Ananias used the same kind of language in his command to Paul. “Arise and be baptized, and wash away your sins, calling on the name of the Lord'” (Acts 22:16).  Paul could not literally wash away his own sins. However, Ananias told him how to achieve the result of having his sins washed away. And it depended on Paul’s taking action, being baptized. So, the washing away of his sins was the indirect result of baptism. That is why Ananias used the middle voice. The same effect occurs in 1 Peter 1:22. Peter’s readers had “purified their souls” in obeying through the Spirit. That is, the Spirit actually purified them, in response to their obedience to a command.

Although the act of obedience is not specified here, it is easy to infer that it was baptism, based on the promise in Acts 2:38, and Paul’s linking baptism with obedience to the Gospel in Romans 6:17. Peter continues by saying, “having been born again…” This term is synonymous with the terms in John 3:3,5 and Titus 3:5. It is connected by Peter with the act of purifying one’s own soul through obedience, and by the power of the Spirit. The verb in question is a present passive participle. God is the one who does the action, hence the passive voice. The time implied by the verb tense in the participle is relative to the time of the main verb, “purified.” So, being “born again” occurred at the time of the purification of the soul, which itself was the result of the act of obedience.

All of this is perfectly consistent with the idea of baptism being the obedient act, with purification of the soul and being “born again” the result. Of course, this does not prove that baptism is that act of obedience in this passage. However, baptism is the action associated with the new birth in Scripture. If “obedience” demands action, then baptism is the only thing that could be meant.

While it is possible to claim that “faith” is obedience, baptism fits much better with the concept of obedience, because it is a tangible act (cf. Acts 2:38 & 41). Also, the three passages we have discussed here, John 3:3,5, Titus 3:5-6, 1 Peter 1:22-23, have far too much in common to dismiss a connection between them. They all speak of the new birth. They all refer to the role of the Spirit in regeneration. One mentions being “born of water,” another a “bath of second birth,” and the third being an unspecified act of obedience, from which the “new birth” results. A blind man can see the connection.

We are not suggesting that these passages cannot be taken allegorically. They obviously are taken that way by those who see no connection between baptism and the new birth. But, the literal meaning is always preferred, particularly when there is so much in common with other passages that cannot be taken figuratively.

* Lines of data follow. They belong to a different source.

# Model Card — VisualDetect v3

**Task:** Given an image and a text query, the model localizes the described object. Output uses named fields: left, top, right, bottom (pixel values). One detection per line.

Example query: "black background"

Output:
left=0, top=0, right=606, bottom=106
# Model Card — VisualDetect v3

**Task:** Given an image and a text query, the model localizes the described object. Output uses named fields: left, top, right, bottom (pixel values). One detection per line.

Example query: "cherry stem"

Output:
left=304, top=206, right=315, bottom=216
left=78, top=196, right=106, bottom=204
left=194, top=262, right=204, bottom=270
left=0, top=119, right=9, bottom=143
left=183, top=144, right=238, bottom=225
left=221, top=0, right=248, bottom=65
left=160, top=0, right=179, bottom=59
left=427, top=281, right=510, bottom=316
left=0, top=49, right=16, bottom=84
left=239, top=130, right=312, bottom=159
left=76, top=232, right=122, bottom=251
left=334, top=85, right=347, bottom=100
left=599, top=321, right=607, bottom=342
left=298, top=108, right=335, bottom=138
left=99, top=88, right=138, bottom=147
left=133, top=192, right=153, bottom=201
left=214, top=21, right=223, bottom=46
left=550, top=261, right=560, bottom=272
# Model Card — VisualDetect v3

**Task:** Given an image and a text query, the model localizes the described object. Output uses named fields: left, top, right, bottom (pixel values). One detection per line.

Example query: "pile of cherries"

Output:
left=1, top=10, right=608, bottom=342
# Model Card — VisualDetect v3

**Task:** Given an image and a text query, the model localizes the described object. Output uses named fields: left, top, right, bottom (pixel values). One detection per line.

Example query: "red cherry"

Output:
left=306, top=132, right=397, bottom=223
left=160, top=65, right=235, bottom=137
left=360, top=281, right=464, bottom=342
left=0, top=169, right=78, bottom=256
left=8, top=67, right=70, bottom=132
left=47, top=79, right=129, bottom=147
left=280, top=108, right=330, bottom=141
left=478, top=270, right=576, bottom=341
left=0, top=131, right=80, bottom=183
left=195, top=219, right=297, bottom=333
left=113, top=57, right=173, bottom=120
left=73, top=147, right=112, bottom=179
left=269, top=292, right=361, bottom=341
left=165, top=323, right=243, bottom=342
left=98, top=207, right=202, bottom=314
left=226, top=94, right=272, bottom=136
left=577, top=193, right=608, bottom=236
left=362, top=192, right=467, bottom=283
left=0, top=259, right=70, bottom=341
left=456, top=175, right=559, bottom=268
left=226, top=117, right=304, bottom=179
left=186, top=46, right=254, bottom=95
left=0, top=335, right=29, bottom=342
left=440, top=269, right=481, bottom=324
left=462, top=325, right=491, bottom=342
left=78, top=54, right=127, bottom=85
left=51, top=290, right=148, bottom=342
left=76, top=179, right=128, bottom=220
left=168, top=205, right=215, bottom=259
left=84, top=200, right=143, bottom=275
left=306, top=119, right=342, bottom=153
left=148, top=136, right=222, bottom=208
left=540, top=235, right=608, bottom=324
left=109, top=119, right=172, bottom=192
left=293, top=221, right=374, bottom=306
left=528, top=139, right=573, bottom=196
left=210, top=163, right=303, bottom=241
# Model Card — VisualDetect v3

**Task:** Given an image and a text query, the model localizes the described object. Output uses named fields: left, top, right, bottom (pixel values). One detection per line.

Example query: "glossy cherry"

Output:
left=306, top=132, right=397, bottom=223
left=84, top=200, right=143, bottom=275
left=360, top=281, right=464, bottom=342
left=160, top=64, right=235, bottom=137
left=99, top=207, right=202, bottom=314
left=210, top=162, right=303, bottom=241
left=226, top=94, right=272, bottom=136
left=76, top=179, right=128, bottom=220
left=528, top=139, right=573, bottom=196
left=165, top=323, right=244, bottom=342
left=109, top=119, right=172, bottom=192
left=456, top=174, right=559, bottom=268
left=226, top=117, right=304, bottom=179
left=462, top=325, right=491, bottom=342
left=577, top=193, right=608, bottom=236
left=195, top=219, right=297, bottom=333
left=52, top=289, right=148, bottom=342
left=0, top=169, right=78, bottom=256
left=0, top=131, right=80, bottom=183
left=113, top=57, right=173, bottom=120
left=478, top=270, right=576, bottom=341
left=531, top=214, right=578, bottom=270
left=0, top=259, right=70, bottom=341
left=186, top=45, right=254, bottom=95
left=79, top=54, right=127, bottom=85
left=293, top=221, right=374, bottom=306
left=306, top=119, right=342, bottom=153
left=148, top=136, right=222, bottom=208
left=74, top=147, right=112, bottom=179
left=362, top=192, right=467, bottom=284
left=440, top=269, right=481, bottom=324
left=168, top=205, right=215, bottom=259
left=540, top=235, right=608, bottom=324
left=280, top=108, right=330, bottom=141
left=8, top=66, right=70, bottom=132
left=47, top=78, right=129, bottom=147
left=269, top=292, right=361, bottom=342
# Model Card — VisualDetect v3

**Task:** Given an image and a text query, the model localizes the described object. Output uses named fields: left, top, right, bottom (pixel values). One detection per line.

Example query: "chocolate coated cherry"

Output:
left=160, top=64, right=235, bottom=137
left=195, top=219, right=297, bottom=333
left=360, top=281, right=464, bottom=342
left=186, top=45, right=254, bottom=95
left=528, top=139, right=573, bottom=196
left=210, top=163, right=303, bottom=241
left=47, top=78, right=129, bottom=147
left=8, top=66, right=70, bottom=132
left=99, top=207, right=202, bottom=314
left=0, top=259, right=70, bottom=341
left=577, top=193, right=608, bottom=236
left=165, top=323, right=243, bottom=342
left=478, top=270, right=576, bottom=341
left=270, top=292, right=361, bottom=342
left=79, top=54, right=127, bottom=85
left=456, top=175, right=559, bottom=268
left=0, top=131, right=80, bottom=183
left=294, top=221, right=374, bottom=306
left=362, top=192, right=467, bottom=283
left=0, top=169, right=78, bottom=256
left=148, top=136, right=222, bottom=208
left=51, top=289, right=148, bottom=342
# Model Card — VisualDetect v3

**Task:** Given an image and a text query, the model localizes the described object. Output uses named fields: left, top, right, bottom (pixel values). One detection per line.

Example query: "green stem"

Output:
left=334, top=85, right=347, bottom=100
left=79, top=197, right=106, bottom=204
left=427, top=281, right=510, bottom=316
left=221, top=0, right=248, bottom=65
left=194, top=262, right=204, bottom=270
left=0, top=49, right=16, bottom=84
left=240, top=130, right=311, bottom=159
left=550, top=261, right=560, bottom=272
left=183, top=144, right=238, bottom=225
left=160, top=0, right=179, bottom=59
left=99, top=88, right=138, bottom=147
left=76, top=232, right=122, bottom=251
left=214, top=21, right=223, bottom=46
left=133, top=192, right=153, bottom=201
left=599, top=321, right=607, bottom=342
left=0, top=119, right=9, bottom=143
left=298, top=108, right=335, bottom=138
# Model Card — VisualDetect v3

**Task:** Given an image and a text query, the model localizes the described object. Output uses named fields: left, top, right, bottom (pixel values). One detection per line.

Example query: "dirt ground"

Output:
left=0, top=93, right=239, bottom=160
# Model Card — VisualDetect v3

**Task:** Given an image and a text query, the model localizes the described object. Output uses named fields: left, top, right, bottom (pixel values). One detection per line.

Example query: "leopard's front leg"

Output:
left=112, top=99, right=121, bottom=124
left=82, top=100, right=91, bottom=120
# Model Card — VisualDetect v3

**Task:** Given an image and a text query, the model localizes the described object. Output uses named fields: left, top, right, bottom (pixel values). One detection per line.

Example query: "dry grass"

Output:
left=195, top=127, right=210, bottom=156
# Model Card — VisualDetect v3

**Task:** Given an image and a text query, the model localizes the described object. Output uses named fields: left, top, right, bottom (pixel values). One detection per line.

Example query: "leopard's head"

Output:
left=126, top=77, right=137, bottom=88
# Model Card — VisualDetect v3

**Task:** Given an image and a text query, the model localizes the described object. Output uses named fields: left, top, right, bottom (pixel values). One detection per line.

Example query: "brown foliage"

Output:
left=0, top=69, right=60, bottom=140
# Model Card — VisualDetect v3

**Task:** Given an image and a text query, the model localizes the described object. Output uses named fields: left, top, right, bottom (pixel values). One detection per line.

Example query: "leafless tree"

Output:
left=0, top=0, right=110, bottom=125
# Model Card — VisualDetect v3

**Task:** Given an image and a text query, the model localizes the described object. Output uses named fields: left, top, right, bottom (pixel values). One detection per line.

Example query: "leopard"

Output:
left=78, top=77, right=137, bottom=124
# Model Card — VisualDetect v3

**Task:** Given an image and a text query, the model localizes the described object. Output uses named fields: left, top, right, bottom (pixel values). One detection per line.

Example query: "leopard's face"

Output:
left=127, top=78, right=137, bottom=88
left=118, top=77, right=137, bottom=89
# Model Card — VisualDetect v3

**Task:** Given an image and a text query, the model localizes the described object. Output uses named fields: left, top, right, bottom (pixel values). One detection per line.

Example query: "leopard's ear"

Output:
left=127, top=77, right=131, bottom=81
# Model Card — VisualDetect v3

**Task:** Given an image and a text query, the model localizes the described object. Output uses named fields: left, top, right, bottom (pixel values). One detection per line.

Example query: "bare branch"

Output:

Our aim here is not to overstate our case, but to show the beautiful consistency of all such passages with the scenario we have laid out; namely, that regeneration (new birth) takes place in conjunction with obedience to the command to be baptized in water. Baptism is the tangible act of both faith and repentance, the means by which one “obeys” the Gospel, and “receives” the free gift of eternal life.